Petróleos Mexicanos enfrenta uno de los momentos más complejos de su historia reciente. Las exportaciones de crudo registraron su nivel más bajo en 35 años, lo que refleja una caída sostenida en la producción y una mayor demanda interna de combustibles. Este descenso se suma a las dificultades financieras que arrastra la empresa desde hace más de una década.

De acuerdo con datos oficiales, el desplome se debe en gran parte a la reducción en los volúmenes de venta hacia mercados internacionales. Pemex ha priorizado el abasto nacional, lo que ha limitado el margen de exportación. Esta medida busca garantizar el suministro interno, pero ha afectado los ingresos por divisas.

Especialistas en energía advierten que la caída impactará las finanzas públicas, pues la empresa sigue siendo una fuente relevante de recursos para el Estado mexicano.
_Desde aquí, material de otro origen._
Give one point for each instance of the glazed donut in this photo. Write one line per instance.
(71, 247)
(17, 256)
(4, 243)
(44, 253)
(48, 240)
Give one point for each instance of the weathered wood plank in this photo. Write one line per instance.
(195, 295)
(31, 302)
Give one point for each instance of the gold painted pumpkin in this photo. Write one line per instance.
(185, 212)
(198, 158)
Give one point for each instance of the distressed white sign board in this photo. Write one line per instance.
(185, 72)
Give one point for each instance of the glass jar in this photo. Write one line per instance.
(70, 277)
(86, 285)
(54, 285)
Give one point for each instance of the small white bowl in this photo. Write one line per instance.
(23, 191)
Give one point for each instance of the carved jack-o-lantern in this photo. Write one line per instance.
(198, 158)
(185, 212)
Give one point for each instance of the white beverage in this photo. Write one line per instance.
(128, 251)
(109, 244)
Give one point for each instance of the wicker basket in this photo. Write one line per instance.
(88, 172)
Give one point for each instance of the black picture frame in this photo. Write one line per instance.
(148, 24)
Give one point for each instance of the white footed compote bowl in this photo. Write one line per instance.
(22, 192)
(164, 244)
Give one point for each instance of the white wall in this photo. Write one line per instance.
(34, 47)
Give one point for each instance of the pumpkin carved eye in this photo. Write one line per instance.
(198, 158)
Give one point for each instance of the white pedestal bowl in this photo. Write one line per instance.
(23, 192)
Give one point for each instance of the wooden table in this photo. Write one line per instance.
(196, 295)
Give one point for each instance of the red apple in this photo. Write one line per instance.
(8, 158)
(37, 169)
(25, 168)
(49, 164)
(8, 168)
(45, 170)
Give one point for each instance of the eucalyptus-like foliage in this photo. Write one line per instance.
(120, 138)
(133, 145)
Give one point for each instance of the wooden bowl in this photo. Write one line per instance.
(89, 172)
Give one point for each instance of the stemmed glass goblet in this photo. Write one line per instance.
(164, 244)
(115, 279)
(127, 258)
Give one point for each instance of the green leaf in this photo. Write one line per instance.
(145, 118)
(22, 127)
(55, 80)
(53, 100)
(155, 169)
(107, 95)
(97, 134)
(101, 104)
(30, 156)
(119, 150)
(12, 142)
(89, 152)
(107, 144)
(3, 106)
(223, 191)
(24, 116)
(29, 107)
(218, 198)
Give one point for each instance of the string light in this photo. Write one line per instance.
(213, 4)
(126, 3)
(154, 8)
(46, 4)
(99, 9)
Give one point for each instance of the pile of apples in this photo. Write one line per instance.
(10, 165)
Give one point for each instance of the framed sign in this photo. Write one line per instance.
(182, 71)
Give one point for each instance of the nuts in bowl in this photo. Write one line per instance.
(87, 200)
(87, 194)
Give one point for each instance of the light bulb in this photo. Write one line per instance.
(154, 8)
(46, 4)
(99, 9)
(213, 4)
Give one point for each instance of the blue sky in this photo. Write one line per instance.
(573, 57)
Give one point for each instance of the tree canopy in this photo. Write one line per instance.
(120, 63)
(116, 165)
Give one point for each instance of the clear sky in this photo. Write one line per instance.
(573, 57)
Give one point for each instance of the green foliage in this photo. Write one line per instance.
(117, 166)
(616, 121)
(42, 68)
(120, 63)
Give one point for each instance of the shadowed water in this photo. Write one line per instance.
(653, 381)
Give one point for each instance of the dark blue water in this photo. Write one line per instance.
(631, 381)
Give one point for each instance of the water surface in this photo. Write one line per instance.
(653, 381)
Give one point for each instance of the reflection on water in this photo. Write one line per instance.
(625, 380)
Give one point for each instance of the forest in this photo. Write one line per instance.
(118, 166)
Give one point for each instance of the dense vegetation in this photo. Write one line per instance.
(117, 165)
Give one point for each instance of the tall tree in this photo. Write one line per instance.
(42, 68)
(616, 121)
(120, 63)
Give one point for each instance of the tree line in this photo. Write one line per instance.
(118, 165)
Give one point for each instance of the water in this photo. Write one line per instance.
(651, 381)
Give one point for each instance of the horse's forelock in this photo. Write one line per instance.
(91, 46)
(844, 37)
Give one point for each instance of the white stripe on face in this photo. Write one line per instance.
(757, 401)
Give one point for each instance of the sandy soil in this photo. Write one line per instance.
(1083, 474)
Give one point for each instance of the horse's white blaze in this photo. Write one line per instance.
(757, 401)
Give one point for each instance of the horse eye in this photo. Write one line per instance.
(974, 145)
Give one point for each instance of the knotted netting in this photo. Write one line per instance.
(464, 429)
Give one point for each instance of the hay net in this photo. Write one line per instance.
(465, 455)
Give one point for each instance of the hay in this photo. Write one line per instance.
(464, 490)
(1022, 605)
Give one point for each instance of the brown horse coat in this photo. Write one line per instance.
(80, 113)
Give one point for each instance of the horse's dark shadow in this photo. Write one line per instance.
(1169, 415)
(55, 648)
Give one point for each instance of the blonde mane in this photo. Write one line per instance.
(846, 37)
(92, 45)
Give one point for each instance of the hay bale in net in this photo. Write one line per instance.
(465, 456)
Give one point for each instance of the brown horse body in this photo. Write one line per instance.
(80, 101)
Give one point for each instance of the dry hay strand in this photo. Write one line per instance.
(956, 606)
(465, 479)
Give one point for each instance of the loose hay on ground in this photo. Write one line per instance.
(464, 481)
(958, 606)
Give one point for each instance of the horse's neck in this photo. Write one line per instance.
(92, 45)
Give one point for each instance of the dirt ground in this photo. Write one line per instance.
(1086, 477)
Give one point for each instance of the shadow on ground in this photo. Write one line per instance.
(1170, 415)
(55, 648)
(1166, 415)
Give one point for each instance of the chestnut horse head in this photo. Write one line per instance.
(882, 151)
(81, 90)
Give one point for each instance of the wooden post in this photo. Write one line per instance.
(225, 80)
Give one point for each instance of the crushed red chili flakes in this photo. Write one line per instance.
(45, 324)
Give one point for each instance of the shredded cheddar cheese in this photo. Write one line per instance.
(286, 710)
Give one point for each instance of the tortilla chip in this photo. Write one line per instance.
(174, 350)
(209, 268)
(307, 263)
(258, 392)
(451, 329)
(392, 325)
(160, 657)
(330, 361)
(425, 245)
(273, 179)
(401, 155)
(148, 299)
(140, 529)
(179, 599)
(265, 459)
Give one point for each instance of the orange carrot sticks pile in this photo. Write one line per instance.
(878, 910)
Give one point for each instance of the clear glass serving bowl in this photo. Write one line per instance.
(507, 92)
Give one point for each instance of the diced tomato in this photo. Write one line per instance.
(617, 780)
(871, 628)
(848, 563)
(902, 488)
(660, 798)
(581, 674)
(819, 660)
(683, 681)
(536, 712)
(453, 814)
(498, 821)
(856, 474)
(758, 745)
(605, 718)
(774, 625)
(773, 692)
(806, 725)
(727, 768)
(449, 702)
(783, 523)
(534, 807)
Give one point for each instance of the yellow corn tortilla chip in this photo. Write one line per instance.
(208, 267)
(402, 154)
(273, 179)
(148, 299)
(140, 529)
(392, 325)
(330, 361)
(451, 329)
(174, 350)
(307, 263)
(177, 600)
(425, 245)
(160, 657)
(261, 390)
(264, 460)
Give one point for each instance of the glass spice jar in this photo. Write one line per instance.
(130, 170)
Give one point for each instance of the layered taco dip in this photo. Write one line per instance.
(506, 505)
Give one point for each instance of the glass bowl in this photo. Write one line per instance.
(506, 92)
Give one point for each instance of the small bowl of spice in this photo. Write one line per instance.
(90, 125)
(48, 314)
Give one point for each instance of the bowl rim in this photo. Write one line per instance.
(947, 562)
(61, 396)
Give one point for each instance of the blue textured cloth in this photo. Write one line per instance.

Además, la baja en exportaciones ocurre en un contexto de transición energética global, donde los hidrocarburos pierden peso frente a las energías limpias.

En este escenario, Pemex enfrenta el reto de mantener su competitividad, fortalecer su infraestructura y recuperar la confianza de los mercados. La estrategia deberá equilibrar la producción, las finanzas y la sustentabilidad, elementos indispensables para garantizar la viabilidad de la empresa en el largo plazo.